GM1 gangliosidosis

A diagnosis of GM1 gangliosidosis (GM1), can be made by either enzyme analysis of the beta-galactosidase enzyme, or by molecular genetic testing of the GLB1 gene. Despite the availability of molecular genetic testing, the mainstay of diagnosis will likely continue to be enzyme activity because of cost and difficulty in interpreting unclear results. However, enzyme activity may not be predictive of carrier status in relatives of affected people. Carrier testing for at-risk family members is done with molecular genetic testing, and is possible if the disease-causing mutations in the family are already known.

The Genetic Testing Registry (GTR) provides information about the labs that offer genetic testing for this condition. The intended audience for the GTR is health care providers and researchers. Therefore, patients and consumers with specific questions about a genetic test should contact a health care provider or a genetics professional.

It has been suggested that affected individuals may benefit from physical and occupational therapy. However, we were unable to locate any studies or reports that discuss the use of physical or occupational therapy for affected individuals in the available literature. Furthermore, we were unable to find information about the type of GM1 gangliosidosis, as well as the age group, for which these types of therapies may be beneficial.

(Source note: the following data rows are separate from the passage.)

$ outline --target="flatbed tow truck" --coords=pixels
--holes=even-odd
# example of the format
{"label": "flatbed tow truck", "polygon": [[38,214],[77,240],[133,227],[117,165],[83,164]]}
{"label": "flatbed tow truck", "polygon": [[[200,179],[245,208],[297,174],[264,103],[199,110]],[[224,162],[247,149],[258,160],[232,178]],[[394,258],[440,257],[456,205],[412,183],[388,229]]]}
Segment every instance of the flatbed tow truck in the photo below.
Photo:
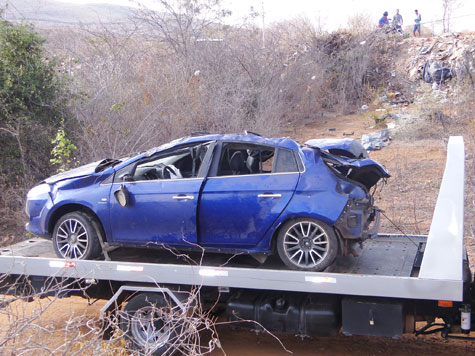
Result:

Having a family history of GM1 gangliosidosis may mean that certain relatives are at risk to either be affected, be a carrier, or have children that are affected.

For an autosomal recessive condition like GM1 gangliosidosis:

• At conception, each sibling of an affected person has a 25% chance to be affected, a 50% chance to be an asymptomatic carrier, and a 25% chance to be unaffected and not a carrier.
• Once an at-risk sibling is known to be unaffected, the risk for him/her to be a carrier is 2/3 (about 67%).
• A carrier is generally not at risk to have an affected child unless his/her partner is also a carrier.
• Each child of a carrier has a 50% chance to be a carrier.
• While severely affected people with GM1 do not have children, the children of a mildly affected person will always be carriers.
• A person who has not inherited a disease-causing mutation from a parent (i.e. is not a carrier) is not at risk to pass it to his/her children, because the mutation has been eliminated from that lineage.

People with questions about genetic risks for themselves or family members are encouraged to speak with a genetics professional.

The long-term outlook (prognosis) for people with GM1 gangliosidosis (GM1) depends on the type, age of onset, and severity of the condition in each person.

Type 1, also known as the infantile form, is the most severe type of GM1. Children with type 1 usually do not survive past early childhood due to infection and cardiopulmonary failure. Type 2, which includes the late- infantile and juvenile forms, is an intermediate form of the condition. People with type 2 who have late-infantile onset usually survive into mid-childhood, while those with juvenile onset may live into early adulthood. Type 3, known as the adult or chronic form of GM1, is the mildest form of the condition. The age of onset and life expectancy for people with type 3 varies, but life expectancy is usually shortened.